Jan 18 2020
At the last meetup I learnt that many people don’t know how to build a business vault satellite (or even that it exists!). Many are struggling to get the data into a Raw Data Vault. Persisting data from the source over time.
On the market are a few solutions, which build Data Vaults nearly automatically. According to some metadata fields from the source a data vault can be built quite easily. Some are spending a lot of time tuning model conversion rules or with data modelling. Don’t get me wrong, modelling is an important part! But when the core model is defined, matching source data to it shouldn’t take long.
Most of my time is spent on implementing business rules. Persisting data in a Raw Vault needs no time.
As you have seen with my other blog posts, I like patterns. Repeatable patterns. I have heard that there are rule engines and other fancy stuff out there. So far, I can’t imagine how such a rule engine could work. Maybe somebody can show me their solution.
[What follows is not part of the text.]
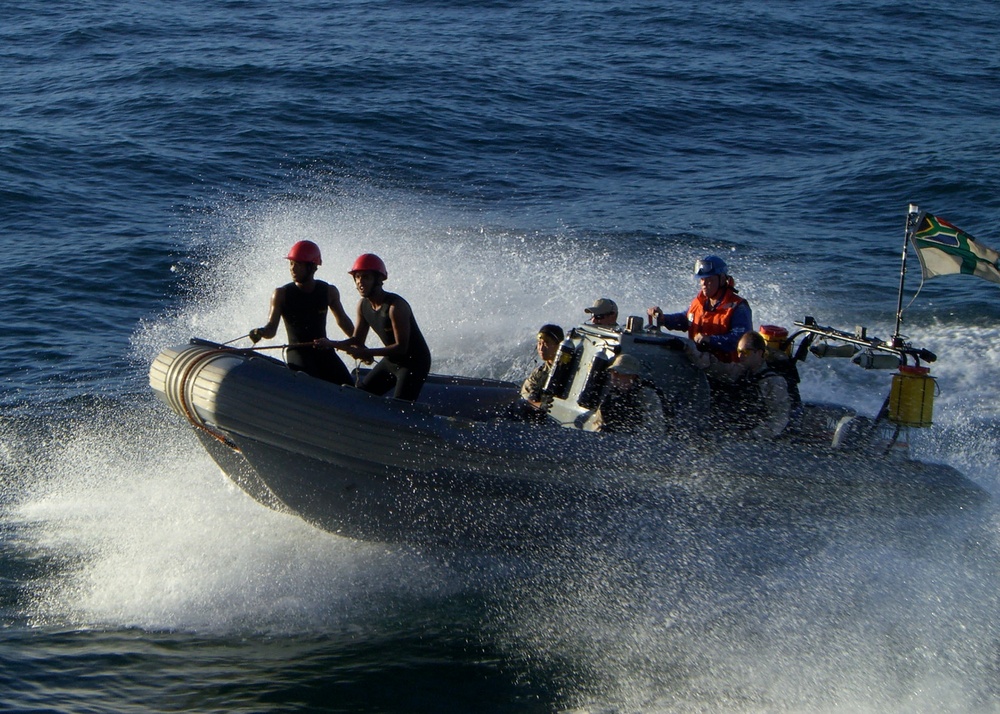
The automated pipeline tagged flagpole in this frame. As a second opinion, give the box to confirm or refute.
[893,204,921,347]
Before we are going into the patterns, what kind of tools are available:
- Graphical interfaces such as SSIS, Informatica, Talend and others
- Programming outside SQL with Python, Scala, etc.
- Programming in SQL
I used to work with SSIS. Graphical interfaces are nice. Especially the look at how the data is streaming through each step is very intriguing.
But I found it difficult to use with repeatable patterns. Usually when I learnt something new about how to ingest data, I had to go through all existing loading pipelines and modify the thing I learnt.
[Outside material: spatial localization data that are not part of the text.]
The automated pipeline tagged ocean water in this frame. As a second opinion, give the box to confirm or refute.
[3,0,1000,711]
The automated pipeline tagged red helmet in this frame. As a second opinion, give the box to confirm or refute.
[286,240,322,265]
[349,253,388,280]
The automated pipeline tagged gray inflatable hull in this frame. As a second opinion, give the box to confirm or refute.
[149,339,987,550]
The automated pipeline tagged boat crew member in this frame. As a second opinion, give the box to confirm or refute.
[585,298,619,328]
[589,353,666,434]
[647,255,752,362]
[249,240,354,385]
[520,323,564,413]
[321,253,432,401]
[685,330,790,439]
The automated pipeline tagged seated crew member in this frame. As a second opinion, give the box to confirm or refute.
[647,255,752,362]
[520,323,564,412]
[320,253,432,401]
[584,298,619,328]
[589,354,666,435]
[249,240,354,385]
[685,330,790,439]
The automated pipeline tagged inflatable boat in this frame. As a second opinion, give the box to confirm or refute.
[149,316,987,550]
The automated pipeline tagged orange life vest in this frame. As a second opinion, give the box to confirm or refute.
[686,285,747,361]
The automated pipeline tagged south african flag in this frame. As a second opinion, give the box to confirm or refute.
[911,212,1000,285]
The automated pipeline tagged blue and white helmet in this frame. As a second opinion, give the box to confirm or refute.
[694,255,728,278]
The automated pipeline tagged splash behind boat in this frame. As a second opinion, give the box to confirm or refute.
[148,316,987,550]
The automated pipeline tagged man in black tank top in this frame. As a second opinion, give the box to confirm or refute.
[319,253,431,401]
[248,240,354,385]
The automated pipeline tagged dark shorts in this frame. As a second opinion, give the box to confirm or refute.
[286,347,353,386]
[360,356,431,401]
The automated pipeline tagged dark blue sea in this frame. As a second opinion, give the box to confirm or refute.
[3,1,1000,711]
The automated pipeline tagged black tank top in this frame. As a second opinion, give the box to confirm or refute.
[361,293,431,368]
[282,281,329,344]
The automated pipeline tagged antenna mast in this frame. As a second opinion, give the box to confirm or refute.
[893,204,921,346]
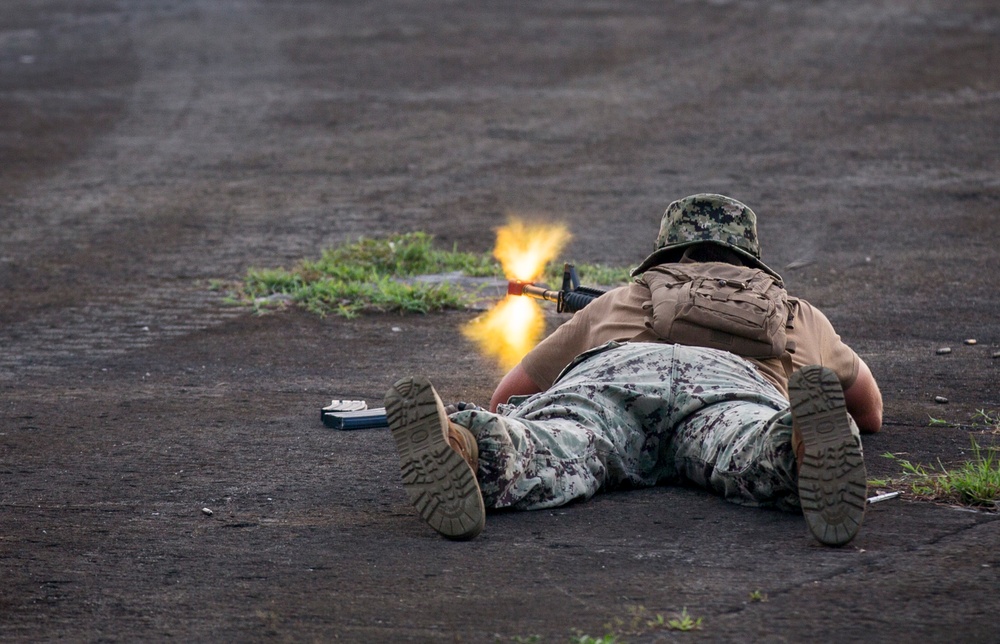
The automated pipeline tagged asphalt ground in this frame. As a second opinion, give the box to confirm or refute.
[1,1,999,641]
To import data from source and building raw vaults definitely a nice way to go.
Programming outside SQL
I’m sure that Python and Scala have their use case and the patterns below can be easily adapted.
If the data platform of your choice has no compute nodes, then it is the default thing to take the data out, do something and save it again in the platform.
Programming in SQL
But as I work with SQL Server, there is no need to take the data out, do something and load it again. Just a waste of bandwidth and the compute power of the server is not used. But I understand that for bigger solutions other ways must be found and used.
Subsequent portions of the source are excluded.